At last Thursday night’s mayoral debate on housing policy at an East New York church, Joseph Lhota, the Republican newcomer to the race, distinguished himself by being quiet. The housing forum showed how hard it is to run for mayor by talking to everyone, and how politically brave one has to be to try. The hosts and the questioners accepted as fact that New York faces an affordable-housing crisis and that it’s the city’s job to fix it. Everyone who spoke wanted the city to build or “preserve” city-controlled housing—whether private, rent-regulated buildings or public units. The first questioner, Erica Townsend of Brooklyn, asked: “Mayor Bloomberg is on the right track to build and renovate 165,000 units of housing, 15,000 per year. . . . Do you agree, and commit to preserving and building a total of 60,000 of housing [units] over four years?”
Not one of the candidates on stage—four Democrats, Lhota, and fellow Republican Tom Allon, a publisher—dared say no. City comptroller John Liu; his predecessor, Bill Thompson; and public advocate Bill de Blasio all agreed that 60,000 new city-supported housing units should be the minimum. Liu said that he had used $440 million in city-guaranteed pension-fund money to invest in 38,000 units of government-controlled housing; De Blasio said Liu hadn’t done enough.
Christine Quinn, the Democratic city council speaker, jumped in, too. Touting her “first job” as a tenant activist, Quinn said, “we’ve lost 300,000 . . . affordable housing [units] in this city” in recent years “because of the way Albany has eroded rent protection.” Quinn cautioned that building new city-controlled housing would not be “cost-free.” Her solution? “You need to decide it’s a priority in your capital budget.”
For a small-l libertarian—as Lhota describes himself—or just someone concerned about groupthink, there was plenty to respond to here. Lhota could have pointed out that when the city devotes taxpayers’ money to building brand-new housing for a few, it does so at the expense of investments in subways or keeping cops on the street—spending that benefits everyone. When Lhota did speak up, he quibbled only with housing programs’ inefficiency. Depending on what your particular subsidy is, he said, “you gotta talk to HPD, sometimes you gotta talk to HDC, sometimes you have to talk to City Planning, you always have to talk to the Buildings Department, you’ve got DEP on water bills, you’ve got . . . the rent-control board, there’s NYCHA, there’s Section 8 from NYCHA or from HPD. . . . The entire housing apparatus of the city needs to be completely reorganized . . . and focused on the problem at hand.”
Lhota showed that he is not politically naive. Politicians must pick their battles. Falling on his sword over public housing inside a church surrounded by public housing would have disqualified him on grounds of political incompetence.

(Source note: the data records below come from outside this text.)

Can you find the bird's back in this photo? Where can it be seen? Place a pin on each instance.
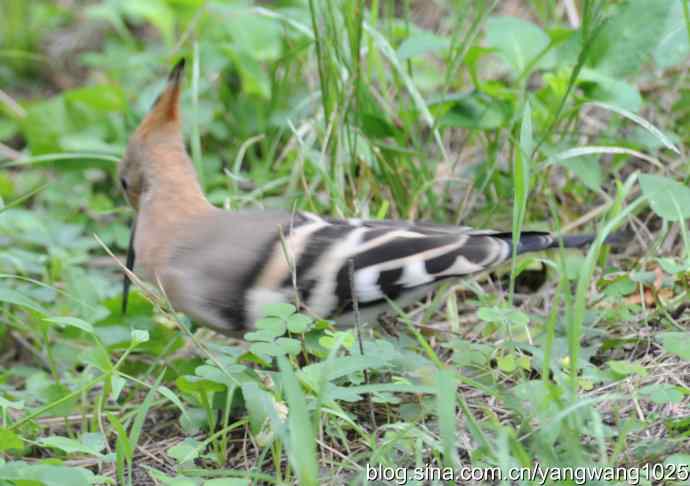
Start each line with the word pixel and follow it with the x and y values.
pixel 226 266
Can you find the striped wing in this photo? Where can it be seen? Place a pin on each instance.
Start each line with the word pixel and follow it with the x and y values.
pixel 390 260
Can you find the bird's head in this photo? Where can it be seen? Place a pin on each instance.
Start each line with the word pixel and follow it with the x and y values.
pixel 158 137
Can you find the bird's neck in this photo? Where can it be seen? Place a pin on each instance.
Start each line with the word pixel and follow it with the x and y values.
pixel 172 198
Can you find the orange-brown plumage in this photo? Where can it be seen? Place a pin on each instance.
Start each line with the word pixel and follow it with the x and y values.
pixel 223 267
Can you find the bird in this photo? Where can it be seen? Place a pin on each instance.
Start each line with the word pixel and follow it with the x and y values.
pixel 222 268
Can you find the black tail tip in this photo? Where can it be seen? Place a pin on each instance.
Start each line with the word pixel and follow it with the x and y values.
pixel 176 73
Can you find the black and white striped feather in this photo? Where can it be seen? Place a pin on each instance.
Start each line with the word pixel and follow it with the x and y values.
pixel 237 262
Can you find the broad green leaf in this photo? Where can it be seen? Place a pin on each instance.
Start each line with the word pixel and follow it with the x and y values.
pixel 668 198
pixel 227 482
pixel 673 47
pixel 662 393
pixel 519 42
pixel 43 125
pixel 104 97
pixel 625 368
pixel 629 37
pixel 677 343
pixel 299 323
pixel 157 12
pixel 11 296
pixel 46 474
pixel 609 89
pixel 422 43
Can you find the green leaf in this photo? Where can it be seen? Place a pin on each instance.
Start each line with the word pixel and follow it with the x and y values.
pixel 668 199
pixel 185 451
pixel 227 482
pixel 157 12
pixel 422 43
pixel 507 363
pixel 11 296
pixel 673 47
pixel 71 321
pixel 629 37
pixel 625 368
pixel 104 97
pixel 267 335
pixel 302 441
pixel 9 440
pixel 662 393
pixel 43 125
pixel 677 343
pixel 299 323
pixel 476 110
pixel 139 336
pixel 271 349
pixel 289 345
pixel 71 446
pixel 503 315
pixel 274 325
pixel 612 90
pixel 46 474
pixel 519 42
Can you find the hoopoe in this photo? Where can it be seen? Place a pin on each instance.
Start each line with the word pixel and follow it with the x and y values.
pixel 222 267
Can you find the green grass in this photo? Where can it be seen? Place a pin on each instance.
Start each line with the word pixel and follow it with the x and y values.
pixel 492 114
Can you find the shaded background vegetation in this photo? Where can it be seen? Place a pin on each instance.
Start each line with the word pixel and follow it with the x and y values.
pixel 507 114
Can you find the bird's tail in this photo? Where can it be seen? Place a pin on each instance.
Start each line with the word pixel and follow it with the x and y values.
pixel 537 241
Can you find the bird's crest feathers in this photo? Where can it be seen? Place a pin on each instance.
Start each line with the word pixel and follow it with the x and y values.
pixel 166 108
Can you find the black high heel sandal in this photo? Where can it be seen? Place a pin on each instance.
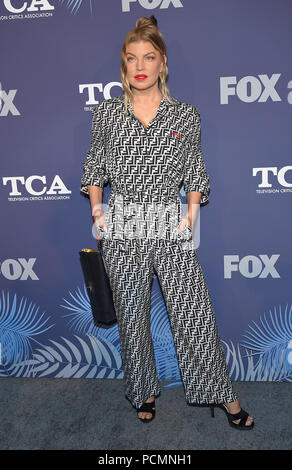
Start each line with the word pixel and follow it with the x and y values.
pixel 147 408
pixel 242 415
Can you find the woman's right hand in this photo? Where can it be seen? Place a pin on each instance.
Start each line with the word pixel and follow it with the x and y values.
pixel 99 222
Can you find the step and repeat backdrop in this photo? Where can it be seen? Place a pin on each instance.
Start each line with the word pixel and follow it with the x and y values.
pixel 229 58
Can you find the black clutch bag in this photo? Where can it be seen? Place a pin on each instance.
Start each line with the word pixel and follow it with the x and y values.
pixel 98 288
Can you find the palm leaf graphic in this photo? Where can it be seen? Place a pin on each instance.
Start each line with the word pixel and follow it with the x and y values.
pixel 19 324
pixel 74 5
pixel 164 348
pixel 269 340
pixel 82 322
pixel 90 357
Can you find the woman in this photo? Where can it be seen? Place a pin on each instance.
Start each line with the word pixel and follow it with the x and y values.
pixel 147 143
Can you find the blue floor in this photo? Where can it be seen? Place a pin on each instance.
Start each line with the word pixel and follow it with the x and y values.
pixel 94 414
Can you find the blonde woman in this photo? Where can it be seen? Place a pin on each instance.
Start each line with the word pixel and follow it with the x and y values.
pixel 147 144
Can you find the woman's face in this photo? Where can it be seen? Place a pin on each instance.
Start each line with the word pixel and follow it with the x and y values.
pixel 144 63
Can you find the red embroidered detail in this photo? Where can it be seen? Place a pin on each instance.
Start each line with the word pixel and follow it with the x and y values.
pixel 176 134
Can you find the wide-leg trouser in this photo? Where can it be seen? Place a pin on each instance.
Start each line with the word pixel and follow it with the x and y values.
pixel 129 264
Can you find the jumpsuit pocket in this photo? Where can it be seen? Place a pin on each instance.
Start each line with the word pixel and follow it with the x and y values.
pixel 186 233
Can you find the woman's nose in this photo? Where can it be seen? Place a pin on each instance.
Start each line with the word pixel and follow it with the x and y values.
pixel 140 64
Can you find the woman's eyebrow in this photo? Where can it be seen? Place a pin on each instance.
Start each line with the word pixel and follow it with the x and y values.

Yet Lhota missed opportunities to turn a debate over one issue into a debate about who can best manage all of the city’s issues. He could have said that, as MTA chief until last month, he learned that public-housing residents needed better bus service to get to their jobs. That’s why he restored service that his predecessors had cut. He could have pointed out that, as deputy mayor in the 1990s, he learned that all New Yorkers—whether they live in public housing or in rent-regulated apartments in poor neighborhoods—deserve a safe, quiet environment. That means fixing the city budget so that we don’t lose another 6,000 cops, as we have under Mayor Bloomberg. The audience might have been receptive to a candidate willing to depart from issue-advocacy talking points.
When Townsend, the first questioner, asked about affordable housing, she also said that “at one time,” East New York “resembled a war zone, burned-out buildings, abandoned buildings,” with “drug dealers” operating under cover of burned-out street lamps. Townsend added that she had fought for “more police patrols in my neighborhood.” Someone on stage could have responded: Your affordable housing isn’t good enough if you can’t send your kids outside without getting shot, or if you can’t get to work without a long delay.
Lhota will have other chances. Nobody will remember that he treated the first debate as an opportunity to watch and learn, whereas everyone would have remembered a gaffe. But Lhota should remember that voters already have access to elected officials who use their current jobs to fight for their favorite special interests. New Yorkers want the next mayor to see the big picture.